Barclay's pay 1% tax.

Just read this article on the Guardian site.

It seems that instead of paying 28% as they should Barclays in 2009 paid 1%. 1 measly %. They did this through basing subsidiaries in tax havens and arguably some of their profits were generated in other countries by their foreign subsidiaries. Come on this is a British company the lion share of profit should be taxable here.

Barclays argue that they paid £2bn in tax in 2009, however most of this was payroll taxes(i.e Ni and income tax on employees pay.). I'm not a banker but even i know that the tax you pay on behalf of your employees does not count as your tax. Apart from the employers NI this is your employees contribution to the nations coffers not yours.

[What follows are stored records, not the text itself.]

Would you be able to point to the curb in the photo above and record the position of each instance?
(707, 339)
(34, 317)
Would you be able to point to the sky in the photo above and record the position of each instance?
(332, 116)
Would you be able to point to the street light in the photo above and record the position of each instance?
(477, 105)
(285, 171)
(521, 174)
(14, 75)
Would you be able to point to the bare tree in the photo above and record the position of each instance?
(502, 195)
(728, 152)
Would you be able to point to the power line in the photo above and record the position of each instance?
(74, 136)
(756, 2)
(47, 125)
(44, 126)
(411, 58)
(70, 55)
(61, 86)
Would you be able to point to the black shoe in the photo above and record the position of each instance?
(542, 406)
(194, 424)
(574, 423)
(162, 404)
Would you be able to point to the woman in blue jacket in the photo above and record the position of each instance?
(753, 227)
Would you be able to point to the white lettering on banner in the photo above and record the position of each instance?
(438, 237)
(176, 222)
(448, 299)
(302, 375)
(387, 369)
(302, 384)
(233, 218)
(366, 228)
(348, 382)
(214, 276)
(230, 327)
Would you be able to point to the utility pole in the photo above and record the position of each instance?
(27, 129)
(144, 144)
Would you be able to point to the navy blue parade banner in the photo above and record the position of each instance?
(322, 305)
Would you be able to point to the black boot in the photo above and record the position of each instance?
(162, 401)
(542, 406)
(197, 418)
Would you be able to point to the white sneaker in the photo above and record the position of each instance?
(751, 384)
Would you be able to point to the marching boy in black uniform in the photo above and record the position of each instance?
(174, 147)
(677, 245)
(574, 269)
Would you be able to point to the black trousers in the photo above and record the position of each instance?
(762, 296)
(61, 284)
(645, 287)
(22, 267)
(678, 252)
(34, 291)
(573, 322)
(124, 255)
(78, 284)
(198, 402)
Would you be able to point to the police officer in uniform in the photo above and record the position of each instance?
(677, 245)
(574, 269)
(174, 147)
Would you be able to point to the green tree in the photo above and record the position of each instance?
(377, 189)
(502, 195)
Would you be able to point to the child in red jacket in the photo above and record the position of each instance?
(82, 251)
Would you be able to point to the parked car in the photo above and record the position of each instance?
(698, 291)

Tax avoidance at its worst. That's up to £2bn in tax we lost from Barclays alone, how many nurses could that have paid? How many libraries could that have kept open? Is it just Barclays? Is it not possible that the structural deficit might be covered in its entirety if we made big business cough up no-more than what they should pay*?

I can't wait to see the Governments reaction if their is any at all.



*By should pay i mean the meaning of it, 28% of profit! Not the wording, 28% of what you decide was the profit for the bit of your business that isn't run by a goat from a shack in the Caymans.